Neeraj might have landed in a mess with the bribe-for-loan case, but he has many supporters in the steel sector which is going through troubled times. “It’s just bad luck. He has been going through a rough patch,” says a competitor. Last year, one of Bhushan Steel’s blast furnaces at its Odisha plant blew up, killing one person and injuring 19. It was sealed. Earlier this year, the company finally got permission to start a new blast furnace and now the Syndicate Bank incident has dragged it down.

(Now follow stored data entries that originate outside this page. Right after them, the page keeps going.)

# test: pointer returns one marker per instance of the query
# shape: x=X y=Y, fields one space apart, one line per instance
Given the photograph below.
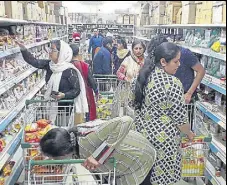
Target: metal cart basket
x=64 y=172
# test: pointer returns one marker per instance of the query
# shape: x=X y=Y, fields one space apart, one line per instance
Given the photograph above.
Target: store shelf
x=17 y=169
x=14 y=21
x=189 y=26
x=17 y=49
x=142 y=38
x=10 y=149
x=13 y=81
x=217 y=117
x=205 y=51
x=215 y=84
x=219 y=149
x=14 y=112
x=9 y=21
x=211 y=175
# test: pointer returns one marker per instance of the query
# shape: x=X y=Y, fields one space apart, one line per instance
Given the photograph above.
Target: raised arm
x=30 y=59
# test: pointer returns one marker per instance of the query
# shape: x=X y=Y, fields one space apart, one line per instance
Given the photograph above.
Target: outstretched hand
x=91 y=163
x=20 y=44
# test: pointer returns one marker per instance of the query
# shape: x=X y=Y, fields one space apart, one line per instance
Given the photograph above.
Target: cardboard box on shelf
x=224 y=14
x=206 y=17
x=217 y=14
x=2 y=9
x=11 y=9
x=188 y=14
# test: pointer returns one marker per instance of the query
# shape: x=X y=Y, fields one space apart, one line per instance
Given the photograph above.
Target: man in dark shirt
x=189 y=64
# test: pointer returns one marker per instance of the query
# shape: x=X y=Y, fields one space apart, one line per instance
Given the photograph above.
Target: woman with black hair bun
x=116 y=138
x=161 y=114
x=63 y=79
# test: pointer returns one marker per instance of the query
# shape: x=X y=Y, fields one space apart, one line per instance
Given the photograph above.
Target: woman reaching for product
x=131 y=65
x=114 y=138
x=161 y=114
x=62 y=77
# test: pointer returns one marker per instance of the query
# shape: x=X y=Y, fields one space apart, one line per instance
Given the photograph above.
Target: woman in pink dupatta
x=90 y=83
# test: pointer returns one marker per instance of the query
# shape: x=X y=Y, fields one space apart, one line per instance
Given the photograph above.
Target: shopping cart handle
x=104 y=76
x=64 y=161
x=206 y=139
x=28 y=102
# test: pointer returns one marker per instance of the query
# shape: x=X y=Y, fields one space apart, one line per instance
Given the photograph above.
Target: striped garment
x=115 y=138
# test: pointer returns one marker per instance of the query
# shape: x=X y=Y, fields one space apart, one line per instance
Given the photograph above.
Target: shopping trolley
x=40 y=117
x=195 y=153
x=67 y=172
x=107 y=85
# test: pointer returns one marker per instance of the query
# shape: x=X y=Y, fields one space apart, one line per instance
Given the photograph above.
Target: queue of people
x=146 y=148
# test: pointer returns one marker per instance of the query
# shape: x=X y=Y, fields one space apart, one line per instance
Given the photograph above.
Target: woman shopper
x=120 y=54
x=131 y=65
x=114 y=138
x=160 y=109
x=61 y=77
x=89 y=82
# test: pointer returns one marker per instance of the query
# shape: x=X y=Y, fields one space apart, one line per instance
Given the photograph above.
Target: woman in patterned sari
x=161 y=114
x=116 y=138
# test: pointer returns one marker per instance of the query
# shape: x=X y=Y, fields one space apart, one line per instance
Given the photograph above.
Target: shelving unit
x=13 y=151
x=219 y=85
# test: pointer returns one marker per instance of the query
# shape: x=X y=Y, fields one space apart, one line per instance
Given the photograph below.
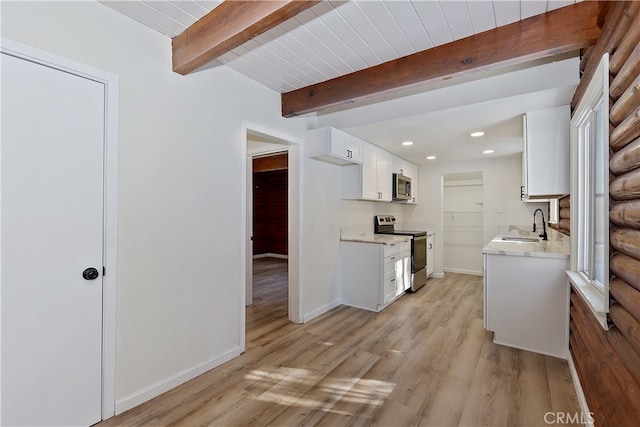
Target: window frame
x=586 y=132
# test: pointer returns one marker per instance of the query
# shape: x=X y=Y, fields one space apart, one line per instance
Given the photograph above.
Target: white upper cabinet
x=406 y=168
x=545 y=160
x=334 y=146
x=372 y=179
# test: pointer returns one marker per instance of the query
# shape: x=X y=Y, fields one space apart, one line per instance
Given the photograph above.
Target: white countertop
x=558 y=245
x=383 y=239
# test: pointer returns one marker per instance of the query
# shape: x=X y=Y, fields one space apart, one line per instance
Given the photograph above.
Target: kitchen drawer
x=391 y=249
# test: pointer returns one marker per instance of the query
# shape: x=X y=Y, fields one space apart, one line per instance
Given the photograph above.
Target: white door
x=51 y=232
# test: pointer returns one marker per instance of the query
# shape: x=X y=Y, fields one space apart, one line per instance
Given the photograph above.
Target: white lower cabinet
x=374 y=274
x=526 y=302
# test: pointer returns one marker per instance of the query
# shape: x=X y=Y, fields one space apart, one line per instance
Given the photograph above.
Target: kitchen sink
x=519 y=239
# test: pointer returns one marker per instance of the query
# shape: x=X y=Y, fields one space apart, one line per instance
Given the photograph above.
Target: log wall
x=608 y=362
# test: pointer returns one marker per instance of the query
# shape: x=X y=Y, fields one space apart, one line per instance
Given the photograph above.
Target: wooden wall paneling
x=626 y=214
x=625 y=352
x=628 y=102
x=626 y=159
x=589 y=356
x=627 y=296
x=604 y=44
x=628 y=130
x=586 y=55
x=627 y=74
x=270 y=206
x=270 y=163
x=629 y=41
x=626 y=240
x=604 y=362
x=629 y=327
x=626 y=186
x=609 y=38
x=615 y=353
x=626 y=268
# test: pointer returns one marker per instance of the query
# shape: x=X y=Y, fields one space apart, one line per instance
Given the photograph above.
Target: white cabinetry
x=374 y=274
x=430 y=252
x=526 y=302
x=372 y=180
x=409 y=169
x=545 y=160
x=334 y=146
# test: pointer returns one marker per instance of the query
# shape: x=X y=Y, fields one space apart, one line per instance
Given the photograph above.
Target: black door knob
x=90 y=274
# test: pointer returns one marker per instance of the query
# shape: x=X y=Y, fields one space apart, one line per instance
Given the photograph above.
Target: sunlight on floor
x=304 y=388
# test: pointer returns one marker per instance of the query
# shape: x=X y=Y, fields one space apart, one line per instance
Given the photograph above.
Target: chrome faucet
x=544 y=226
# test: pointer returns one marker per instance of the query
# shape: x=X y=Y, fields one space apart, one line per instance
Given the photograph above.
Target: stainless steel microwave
x=401 y=187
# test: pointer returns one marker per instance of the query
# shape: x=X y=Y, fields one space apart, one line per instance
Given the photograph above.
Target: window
x=590 y=194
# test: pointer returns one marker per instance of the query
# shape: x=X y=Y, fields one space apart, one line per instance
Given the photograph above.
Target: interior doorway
x=268 y=308
x=462 y=217
x=272 y=241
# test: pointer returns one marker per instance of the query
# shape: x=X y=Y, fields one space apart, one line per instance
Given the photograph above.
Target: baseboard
x=320 y=310
x=461 y=271
x=148 y=393
x=584 y=407
x=270 y=255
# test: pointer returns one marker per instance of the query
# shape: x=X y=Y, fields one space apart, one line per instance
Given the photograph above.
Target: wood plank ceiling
x=334 y=38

With a total debt exposure of around Rs 40,000 crore, Bhushan Steel is among the country’s most indebted steel makers. It had a debt-to-equity ratio of 3.5 at the end 2013-14. If deferred tax and other liabilities are included, this ratio rises to nearly 4. A competitor, however, feels that the colossal debt is hardly unusual, given the problems facing the sector. “So many banks have sanctioned loans. Surely they must have done so after due diligence.” An agitated steel producer adds, “The entire sector is under pressure. Capacity utilisation is around 60 per cent. On top of that, iron ore and coal are not made available. This is a systemic failure.”

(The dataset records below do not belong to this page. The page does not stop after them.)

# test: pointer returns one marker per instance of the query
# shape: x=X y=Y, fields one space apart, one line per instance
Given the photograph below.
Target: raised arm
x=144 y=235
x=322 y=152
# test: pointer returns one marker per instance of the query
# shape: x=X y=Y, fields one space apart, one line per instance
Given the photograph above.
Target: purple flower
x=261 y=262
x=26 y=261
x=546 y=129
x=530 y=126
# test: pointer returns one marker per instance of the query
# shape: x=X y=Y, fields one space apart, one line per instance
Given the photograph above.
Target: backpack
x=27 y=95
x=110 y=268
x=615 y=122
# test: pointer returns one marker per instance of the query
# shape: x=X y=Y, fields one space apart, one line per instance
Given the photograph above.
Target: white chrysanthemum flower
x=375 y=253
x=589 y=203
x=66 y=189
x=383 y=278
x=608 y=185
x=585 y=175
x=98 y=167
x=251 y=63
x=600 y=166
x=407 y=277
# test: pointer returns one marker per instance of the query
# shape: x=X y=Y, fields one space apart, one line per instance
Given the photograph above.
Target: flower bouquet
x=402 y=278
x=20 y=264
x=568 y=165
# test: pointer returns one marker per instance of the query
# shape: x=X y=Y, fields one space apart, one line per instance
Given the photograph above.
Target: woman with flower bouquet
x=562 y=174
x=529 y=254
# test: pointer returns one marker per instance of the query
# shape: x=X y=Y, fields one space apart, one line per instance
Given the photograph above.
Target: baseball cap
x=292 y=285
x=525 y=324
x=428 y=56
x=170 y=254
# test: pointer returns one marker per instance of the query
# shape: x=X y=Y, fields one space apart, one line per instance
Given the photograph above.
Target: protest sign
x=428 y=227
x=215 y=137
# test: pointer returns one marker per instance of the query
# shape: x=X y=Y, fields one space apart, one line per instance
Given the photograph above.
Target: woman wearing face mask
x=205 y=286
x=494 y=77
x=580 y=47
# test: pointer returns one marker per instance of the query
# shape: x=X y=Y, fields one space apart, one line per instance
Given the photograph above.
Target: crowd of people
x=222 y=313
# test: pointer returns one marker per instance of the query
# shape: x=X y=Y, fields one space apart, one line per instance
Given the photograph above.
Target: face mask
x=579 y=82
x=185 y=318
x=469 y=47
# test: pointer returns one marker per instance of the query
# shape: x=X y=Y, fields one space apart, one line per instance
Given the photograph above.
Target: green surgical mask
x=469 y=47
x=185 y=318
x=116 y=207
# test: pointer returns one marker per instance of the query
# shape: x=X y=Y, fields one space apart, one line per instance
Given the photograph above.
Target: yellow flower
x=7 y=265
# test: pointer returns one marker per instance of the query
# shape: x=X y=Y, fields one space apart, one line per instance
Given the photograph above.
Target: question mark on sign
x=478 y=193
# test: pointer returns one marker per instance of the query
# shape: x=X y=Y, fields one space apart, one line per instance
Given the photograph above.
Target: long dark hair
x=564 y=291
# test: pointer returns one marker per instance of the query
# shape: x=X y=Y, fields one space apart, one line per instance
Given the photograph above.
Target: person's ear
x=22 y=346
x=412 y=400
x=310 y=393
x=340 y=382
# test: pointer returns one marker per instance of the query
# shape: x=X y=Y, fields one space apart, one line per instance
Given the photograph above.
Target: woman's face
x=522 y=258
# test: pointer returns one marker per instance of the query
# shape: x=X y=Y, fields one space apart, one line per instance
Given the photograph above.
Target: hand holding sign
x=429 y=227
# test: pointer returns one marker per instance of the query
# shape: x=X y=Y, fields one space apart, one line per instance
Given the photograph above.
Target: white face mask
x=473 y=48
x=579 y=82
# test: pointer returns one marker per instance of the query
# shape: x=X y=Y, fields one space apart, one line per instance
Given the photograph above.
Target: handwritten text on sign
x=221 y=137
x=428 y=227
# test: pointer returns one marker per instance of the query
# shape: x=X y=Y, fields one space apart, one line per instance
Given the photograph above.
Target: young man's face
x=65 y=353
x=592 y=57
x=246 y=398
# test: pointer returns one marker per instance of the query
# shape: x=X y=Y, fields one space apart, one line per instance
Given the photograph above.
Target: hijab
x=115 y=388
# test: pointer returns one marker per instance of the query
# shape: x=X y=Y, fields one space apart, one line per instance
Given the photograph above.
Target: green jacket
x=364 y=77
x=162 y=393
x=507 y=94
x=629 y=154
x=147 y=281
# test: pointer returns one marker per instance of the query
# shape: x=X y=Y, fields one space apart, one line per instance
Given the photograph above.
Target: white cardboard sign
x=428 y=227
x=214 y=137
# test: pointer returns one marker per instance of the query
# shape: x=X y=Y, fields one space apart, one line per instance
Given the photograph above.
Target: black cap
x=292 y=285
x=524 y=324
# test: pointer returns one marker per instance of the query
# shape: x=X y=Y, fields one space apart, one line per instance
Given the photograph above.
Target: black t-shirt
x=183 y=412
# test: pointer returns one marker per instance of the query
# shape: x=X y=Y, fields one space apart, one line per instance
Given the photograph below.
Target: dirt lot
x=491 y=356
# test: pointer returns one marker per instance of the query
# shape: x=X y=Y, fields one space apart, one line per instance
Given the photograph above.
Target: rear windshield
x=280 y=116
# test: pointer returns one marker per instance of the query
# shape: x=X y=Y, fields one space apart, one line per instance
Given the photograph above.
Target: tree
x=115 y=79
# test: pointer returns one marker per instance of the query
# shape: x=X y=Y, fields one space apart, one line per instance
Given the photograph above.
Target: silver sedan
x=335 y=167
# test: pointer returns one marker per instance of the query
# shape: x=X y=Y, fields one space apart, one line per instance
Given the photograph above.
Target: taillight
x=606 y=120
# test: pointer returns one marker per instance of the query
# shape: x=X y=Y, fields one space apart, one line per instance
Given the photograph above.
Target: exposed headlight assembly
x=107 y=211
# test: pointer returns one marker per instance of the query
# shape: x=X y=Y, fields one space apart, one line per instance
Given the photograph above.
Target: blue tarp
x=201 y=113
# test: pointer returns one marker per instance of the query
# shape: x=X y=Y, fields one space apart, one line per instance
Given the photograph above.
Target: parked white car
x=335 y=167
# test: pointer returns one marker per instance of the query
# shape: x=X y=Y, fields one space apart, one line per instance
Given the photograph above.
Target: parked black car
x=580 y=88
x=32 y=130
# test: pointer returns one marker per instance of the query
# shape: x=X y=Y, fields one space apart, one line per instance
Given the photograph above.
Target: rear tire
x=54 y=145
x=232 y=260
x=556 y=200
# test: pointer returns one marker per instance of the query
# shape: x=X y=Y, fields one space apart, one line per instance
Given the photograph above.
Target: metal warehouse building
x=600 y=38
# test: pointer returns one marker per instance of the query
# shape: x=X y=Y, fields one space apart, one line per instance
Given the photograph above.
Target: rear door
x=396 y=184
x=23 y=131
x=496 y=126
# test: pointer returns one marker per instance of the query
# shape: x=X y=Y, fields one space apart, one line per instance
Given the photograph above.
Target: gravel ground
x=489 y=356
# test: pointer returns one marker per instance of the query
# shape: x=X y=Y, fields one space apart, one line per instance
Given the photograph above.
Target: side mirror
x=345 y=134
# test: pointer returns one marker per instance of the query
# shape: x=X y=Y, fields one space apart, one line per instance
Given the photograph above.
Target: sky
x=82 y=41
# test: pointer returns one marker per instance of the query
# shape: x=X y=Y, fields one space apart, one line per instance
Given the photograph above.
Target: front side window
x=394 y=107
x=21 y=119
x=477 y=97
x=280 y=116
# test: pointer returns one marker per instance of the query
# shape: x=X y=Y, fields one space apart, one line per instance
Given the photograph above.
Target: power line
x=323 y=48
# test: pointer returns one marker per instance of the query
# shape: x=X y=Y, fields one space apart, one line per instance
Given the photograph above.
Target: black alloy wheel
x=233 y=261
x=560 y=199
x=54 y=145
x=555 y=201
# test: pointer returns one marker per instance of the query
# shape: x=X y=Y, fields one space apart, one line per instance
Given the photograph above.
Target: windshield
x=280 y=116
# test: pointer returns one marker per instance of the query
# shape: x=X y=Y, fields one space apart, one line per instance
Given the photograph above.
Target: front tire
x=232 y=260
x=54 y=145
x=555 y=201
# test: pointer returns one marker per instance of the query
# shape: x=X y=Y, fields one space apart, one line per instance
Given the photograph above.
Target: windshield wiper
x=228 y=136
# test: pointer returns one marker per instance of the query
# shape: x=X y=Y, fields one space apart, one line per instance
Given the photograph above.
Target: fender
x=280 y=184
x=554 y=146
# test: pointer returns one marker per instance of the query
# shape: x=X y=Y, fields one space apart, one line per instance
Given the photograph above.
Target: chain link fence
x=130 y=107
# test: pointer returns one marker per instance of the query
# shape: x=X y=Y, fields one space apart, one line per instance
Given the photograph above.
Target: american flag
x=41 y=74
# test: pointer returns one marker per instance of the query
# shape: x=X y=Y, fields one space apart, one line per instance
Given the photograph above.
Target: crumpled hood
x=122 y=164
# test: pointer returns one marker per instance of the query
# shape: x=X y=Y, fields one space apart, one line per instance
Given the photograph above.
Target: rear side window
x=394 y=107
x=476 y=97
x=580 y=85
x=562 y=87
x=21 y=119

Raw material linkages have been a contentious issue for most steel projects. The clampdown on iron-ore mines in states like Karnataka and Goa has had a far-reaching impact on the steel sector. Many small and mid-sized companies have shut shop, while some projects have been rendered unviable. “We should have raised equity, but we were first handicapped by the Company Law Board verdict sometime in 2007 which ordered status quo on capital,” says Bhushan Steel Director (finance) Nittin Johari. “That ultimately got resolved by the family settlement in 2011. But the markets have not been good since.” The company has recently passed a resolution to raise equity up to $ 1 billion by way of qualified institutional placement or rights issue.
Bhushan Steel isn’t the only company facing the problem of high debt. Bhushan Power & Steel’s debt is around Rs 29,000 crore, says Sanjay. The company, he adds, will end the year with a topline of Rs 13,000 crore. “In the next financial year, our topline will be Rs 14,000 crore.” What’s the way out? “The Bhushans have not put in equity. But in a good equity market, it would not be difficult to deleverage,” says a source in the sector, referring to the recent bull run on the stock market. All said, few appear to doubt Bhushan Steel’s product quality, its reputation or its state-of-the-art plant. Even Sanjay is on Neeraj’s side. “In this crisis,” he says, “we are together.”